Surprise medical bills ban survives tense fight

medical billsPatient advocates cheered the advance to the Florida Senate floor Thursday of a bill designed to stop consumers from getting hit with surprise medical bills, though not without a tense amendment fight some feared could scuttle the whole thing.

“We are very optimistic that the bill will pass the floor in both chambers – and the consumers of Florida will have a great victory,” said Laura Brennaman. She is policy and research director for the advocacy group Florida CHAIN (Community Health Action Information Network).

The bill is designed to stop consumers from being hit with surprise bills, sometimes tens of thousands of dollars, by medical providers out of their insurer’s network. The issue is sometimes called balance billing.

The ban applies to emergencies and certain other situations — a non-network radiologist, say, in a scheduled procedure at an in-network hospital — where the consumer has no realistic choice to select a network provider. It requires insurance plans and non-network providers to work out their differences but hold consumers responsible for no more than the equivalent of in-network charges.

An amendment to SB 1442 by future Senate president Joe Negron, R-Stuart, would have required insurers to pay for certain medical procedures they authorized even if consumers stop paying premiums. “This does protect consumers,” Negron told the Senate appropriations committee.

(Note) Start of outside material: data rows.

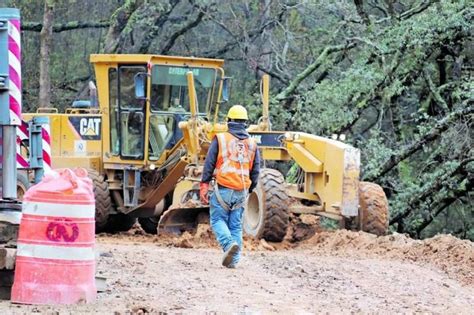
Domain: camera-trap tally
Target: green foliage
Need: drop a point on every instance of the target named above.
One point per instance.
(390, 85)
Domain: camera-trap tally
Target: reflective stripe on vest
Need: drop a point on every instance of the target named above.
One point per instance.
(234, 161)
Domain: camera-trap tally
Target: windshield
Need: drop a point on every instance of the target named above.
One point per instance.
(169, 88)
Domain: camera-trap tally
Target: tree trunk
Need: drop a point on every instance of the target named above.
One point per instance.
(46, 40)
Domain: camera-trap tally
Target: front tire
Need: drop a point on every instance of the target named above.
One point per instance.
(22, 184)
(266, 214)
(103, 202)
(149, 225)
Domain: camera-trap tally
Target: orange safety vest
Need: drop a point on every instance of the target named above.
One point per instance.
(235, 159)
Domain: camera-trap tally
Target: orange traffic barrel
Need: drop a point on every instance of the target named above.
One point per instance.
(55, 261)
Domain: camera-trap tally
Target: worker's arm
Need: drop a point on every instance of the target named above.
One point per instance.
(210, 162)
(255, 171)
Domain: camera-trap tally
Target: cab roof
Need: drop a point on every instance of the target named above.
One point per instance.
(155, 59)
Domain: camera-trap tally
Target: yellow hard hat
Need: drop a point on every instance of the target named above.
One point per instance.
(237, 112)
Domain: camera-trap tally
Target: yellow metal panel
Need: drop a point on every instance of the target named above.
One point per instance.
(155, 59)
(275, 154)
(304, 158)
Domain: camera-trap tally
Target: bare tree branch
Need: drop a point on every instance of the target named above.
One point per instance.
(311, 68)
(431, 135)
(183, 30)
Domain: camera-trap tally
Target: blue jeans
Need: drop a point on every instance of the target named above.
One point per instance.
(227, 225)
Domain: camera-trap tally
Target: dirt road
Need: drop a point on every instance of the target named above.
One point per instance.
(335, 272)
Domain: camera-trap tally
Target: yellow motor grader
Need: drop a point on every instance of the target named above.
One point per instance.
(146, 140)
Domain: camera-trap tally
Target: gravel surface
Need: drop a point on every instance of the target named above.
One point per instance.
(334, 272)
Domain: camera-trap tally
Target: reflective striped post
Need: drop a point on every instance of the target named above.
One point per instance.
(10, 96)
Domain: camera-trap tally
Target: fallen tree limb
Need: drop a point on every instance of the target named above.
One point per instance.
(431, 135)
(288, 91)
(428, 190)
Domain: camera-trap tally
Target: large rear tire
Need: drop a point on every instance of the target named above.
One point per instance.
(103, 202)
(373, 212)
(266, 215)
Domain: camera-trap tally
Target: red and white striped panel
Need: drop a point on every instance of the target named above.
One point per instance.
(22, 133)
(46, 140)
(14, 71)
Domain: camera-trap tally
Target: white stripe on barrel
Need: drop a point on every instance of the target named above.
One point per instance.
(58, 210)
(55, 252)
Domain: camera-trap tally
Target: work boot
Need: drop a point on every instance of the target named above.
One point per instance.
(229, 254)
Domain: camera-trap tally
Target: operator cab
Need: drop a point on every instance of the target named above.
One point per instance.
(155, 96)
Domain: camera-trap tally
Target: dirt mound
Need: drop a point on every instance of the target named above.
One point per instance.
(450, 254)
(446, 252)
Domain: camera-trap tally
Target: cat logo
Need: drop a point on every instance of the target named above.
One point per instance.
(89, 126)
(257, 138)
(86, 128)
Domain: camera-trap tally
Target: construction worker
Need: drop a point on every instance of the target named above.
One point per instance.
(235, 160)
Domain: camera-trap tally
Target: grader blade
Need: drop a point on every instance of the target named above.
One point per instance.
(182, 218)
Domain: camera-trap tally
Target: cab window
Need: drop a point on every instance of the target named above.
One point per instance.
(169, 88)
(127, 116)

Insurance groups including the Florida Association of Health Plans indicated they opposed the amendment but did not explain their position in the hearing. Sponsor Sen. Rene Garcia, R-Hialeah, said he advised them not to speak in the interests of conserving time.

In a statement to The Palm Beach Post later in the day, the Florida Association of Health Plans said, “Under the proposed amendment an individual could receive three months of free health insurance coverage every year and never have to pay a premium.” That could eventually drive up health costs for all policyholders, the group argued.

“The Florida Association of Health Plans and its member plans would like to thank Senator Garcia for his leadership on this issue and look forward to the final passage of this good consumer legislation on the floor of the Senate,” president Audrey Brown said in a statement.

The amendment was initially declared passed on voice vote, but a roll call vote reversed that verdict.

“Sen. Negron’s amendment was consumer friendly, but it was packaged in a manner that threatened the balanced support by the insurance industry and the health provider community for the main issue eliminating surprise medical bills,” Brennaman said.

Groups who have often been on opposite sides of the debate, such as the Florida Medical Association and the Florida Association of Health Plans, have indicated support for the core bill. But not every part of the medical community is necessarily thrilled, including some specialist groups who earlier voiced concerns the bill gives too much leverage to insurers to set payments too low.

Ambulance services were removed from the bill earlier this session. The debate ended with no bill  at all  a year ago.

A similar measure  in the House awaits a vote in the full  chamber. The legislation still has ground to cover before the finish line but some supporters saw Thursday as the single biggest hurdle to get over.

“The actions of the committee today confirms the Senators’ commitment to this consumer-focused public policy,” said Florida Insurance Consumer Advocate Sha’Ron James. “I believe we have a very good chance of passing a comprehensive ban on balance billing, which is what we set out to accomplish.”